One bullet in the doorframe, another shatters the glass, the third and last goes through the open frame of the door where glass once was and strikes the opposite hall's wall, punches through, tumbles through the tank of a water cooler and winds up embedded in the wall beside a light socket. None of the shots missed, not a single one of them, but neither did they afford any purchase on something tangible as flesh. Archie Rassmussen was a wonderful man for parting with the ability he did, as was Marie Anne LePlante; useful combinations they'd never have had the capability to utilize.

"I wonder," Samson breathes out, coalescing from the smoke again with a flick of two burn-scarred fingers to the side, sending the gun flicking from her hand to the floor, "if they are like you, is that why you lied about what you can do? The champion of law and order in this city, hiding from the very laws she is sworn to uphold." Samson takes one sooty step forward, leaving a careless ashen footprint in the carpet, his fingers pointing now towards Lau, pinning her up against the far wall by an unseen hand pushing at the center of her chest.

"If it's out of raw cowardice, I don't much have sympathy…" There's a dry quality to Samson's voice, like a man in desperate need of a drink, throat sore, voice bordering on hoarse. "But you know," he affords Lau a squint as he draws closer, "if you did it… for your children? I can understand, empathize even." His thick brows lift at that comment, eyes tracking the dark path of Karen's from side to side as he lifts his hand up, slowly, two fingers pointed up now, more towards her head than her chest.

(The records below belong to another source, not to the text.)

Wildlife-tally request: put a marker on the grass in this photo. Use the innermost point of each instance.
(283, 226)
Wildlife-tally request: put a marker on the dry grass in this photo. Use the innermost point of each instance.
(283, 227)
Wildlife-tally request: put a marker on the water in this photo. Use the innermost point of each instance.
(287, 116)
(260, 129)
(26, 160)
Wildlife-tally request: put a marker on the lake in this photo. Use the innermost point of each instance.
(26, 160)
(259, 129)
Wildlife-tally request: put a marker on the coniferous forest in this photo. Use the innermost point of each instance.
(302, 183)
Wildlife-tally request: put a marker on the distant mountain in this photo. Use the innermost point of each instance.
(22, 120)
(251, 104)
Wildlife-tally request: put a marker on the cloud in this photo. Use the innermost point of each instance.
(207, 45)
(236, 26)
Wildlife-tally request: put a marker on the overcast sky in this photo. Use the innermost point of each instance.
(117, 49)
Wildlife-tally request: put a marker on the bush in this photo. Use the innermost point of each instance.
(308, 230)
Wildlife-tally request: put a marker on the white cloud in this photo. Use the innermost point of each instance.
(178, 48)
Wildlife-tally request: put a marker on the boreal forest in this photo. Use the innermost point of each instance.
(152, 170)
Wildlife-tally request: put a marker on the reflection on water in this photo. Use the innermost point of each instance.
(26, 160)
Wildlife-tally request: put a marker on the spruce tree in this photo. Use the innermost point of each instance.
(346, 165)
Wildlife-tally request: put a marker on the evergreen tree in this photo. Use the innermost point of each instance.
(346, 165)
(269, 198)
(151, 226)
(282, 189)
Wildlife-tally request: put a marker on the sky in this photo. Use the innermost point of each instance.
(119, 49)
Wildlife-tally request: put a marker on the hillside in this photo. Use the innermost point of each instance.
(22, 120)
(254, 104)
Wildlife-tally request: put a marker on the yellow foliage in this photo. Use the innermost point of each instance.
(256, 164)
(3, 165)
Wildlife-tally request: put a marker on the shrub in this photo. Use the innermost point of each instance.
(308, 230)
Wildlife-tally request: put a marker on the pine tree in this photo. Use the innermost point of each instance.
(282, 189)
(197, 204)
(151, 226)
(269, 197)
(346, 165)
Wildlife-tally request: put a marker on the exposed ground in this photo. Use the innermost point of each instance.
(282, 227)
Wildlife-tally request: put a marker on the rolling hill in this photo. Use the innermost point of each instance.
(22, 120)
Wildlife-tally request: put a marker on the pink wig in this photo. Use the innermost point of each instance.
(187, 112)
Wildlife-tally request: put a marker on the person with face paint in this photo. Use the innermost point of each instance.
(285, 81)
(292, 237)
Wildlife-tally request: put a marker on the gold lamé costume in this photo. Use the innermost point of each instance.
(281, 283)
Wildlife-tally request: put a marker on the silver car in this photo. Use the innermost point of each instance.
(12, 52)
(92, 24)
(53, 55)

"Parents do insane things for their children."

There's a file on Karen's desk folded lovingly between two pieces of manila paper with a bent spine, its edge trapped under the pot of her orchid which acts as a makeshift paperweight and prevents its contents from fluttering away on the rare occasion she cracks open the window to feel the cold winter air nip at her nose and lips. It's closed now, and the file is in no danger of being taken by the wind — only her visitor, and he doesn't even know it exists.

It was the last item on her itinerary for the evening, and even though she'll never get to it, she addresses Gray, S. in her own way. "How would you know?" she asks, voice growing thin as her strength wanes. "You abandoned yours."

That gives Samson pause, enough pause that his brows furrow together, his jaw sets and his throat works up and down in a painfully dry swallow. His cold, tired eyes meet Karen's in bitter silence, before his jaw clenches and the fire in his expression builds to something fueled by the most combustable of emotional kindling — guilt.

"I was protecting him." Samson sharply asserts with a growling, furious tone of voice, and when those two burn-scarred fingers lift up towards Karen's forehead again, there's no shrill whistling, no deep baritone rumble, no sedation to lull her into unconsciousness or keep her from feeling what he's about to do to her. "You don't know me," he adds angrily as a different shrill noise begins to build up, a whining grinding, like a dentist's drill spinning up.

Flesh splits, bone cracks, and Samson's eyes grow wide as he leans in towards Karen, clutching fingers at either side of her face to hold her chin still as a line of blood rolls down her forehead and cheek, dribbling off of her jaw. "You don't know my son."

Parents do insane things for their children.